Canadian Tire’s house brands and the value they offer have been a Canadian institution since they were introduced in 1931.

They have also been integral to the company’s growth over the years.

Motomaster and Mastercraft have achieved a level of recognition which is equal to national brands.

Canadian Tire research indicates those two particular brands are strong in the public mind, as strong as many national brands.

Says Goddard: ‘Canadian Tire is an unusual company. If I say Canadian Tire, you don’t have any problems understanding what I’m talking about. But imagine the collection of merchandise we have in the store.

‘There’s no other store exactly like it that carries the identical mix of merchandise,’ he says. ‘It’s grown in that sense in its bonding of strong private brands mixed with national brands.


‘We had a proliferation of private brands some years ago, and began to bring them all in and focus them under Motomaster and Mastercraft as the two main private brands because we felt there was a little too much confusion in terms of the range of private brands we had.’

Bruce Allen, divisional vice-president Automotive Brands, estimates that today there is in excess of 10,000 automotive aftermarket products and accessories wearing the Motomaster label.

Better value

All are made by name brand manufacturers, but by using its own brand name, Canadian Tire can offer consumers a better value.

Motomaster is the leading brand in many categories.

It is the No. 1 replacement tire in Canada as well as the leading battery, motor oil and antifreeze, and Allen says the brand would place in the top three in a variety of other categories.

He refers to Motomaster as a ‘controlled captive brand.

National brand

‘We’ve made it into a national brand by the way we’ve approached the marketplace, yet it’s exclusively available through our own chain.

‘Historically, retailers have used their own brand as a price-fighter. We have decided not to use that strategy.

‘In fact, we have many products where, if we have a low-end price-fighter, we won’t put our own name on it because we have a quality standard that the products must meet.


‘The products must be equal to either the leading manufacturer’s brand or to the original [automobile] equipment replacement products.

‘We have quality constraints. We don’t put our name on some of the low-end entry products even if there’s a market there.’

The company has removed Motomaster from some product categories and inserted a brand name instead.

Conversely, manufacturers’ brands have been pulled in favor of the house brand.

Allen says it is not just the value that the house brand offers that has contributed to Canadian Tire’s success.


‘I think the approach we’ve taken to the marketplace is why we’re successful,’ he says. ‘In combination with our retail execution, which is superior in most cases.
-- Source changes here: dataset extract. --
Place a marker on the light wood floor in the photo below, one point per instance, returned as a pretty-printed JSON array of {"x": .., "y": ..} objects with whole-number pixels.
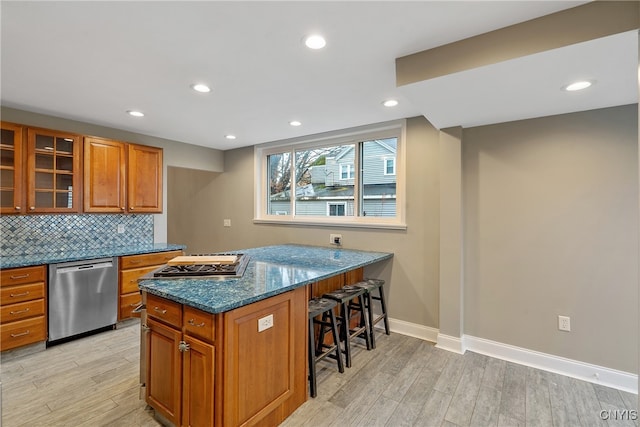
[{"x": 403, "y": 382}]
‘The approach has been to build [Motomaster] as a brand. Invest in it as a brand, in everything from supporting motor racing and motor sports to national television brand identity advertising, high-quality packaging and product performance testing.’

Competitive edge

Sales says the development of house brands is a big part of the company’s competitive edge.
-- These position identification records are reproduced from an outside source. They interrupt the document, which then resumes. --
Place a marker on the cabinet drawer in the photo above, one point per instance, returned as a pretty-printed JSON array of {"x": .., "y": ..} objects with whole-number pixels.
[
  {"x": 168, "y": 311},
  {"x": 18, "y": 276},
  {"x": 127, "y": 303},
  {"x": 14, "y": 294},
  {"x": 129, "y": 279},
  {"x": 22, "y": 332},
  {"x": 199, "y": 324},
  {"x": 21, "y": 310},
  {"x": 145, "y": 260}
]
Lower acquisition costs have allowed Canadian Tire to be more price-competitive and set itself apart from other retailers in other ways, because, as Sales says, ‘No one else can have Motomaster, and Canadians love Motomaster.

‘Having said that, we have, and will continue to strategically place, name brands into our assortment so that we offer consumers a complete shopping experience,’ he says.

Want to buy

‘We don’t send them to a competitor if we offer brands they want to buy.

‘I consider anyone that has one square footage of space that sells the same product I do as my competitor.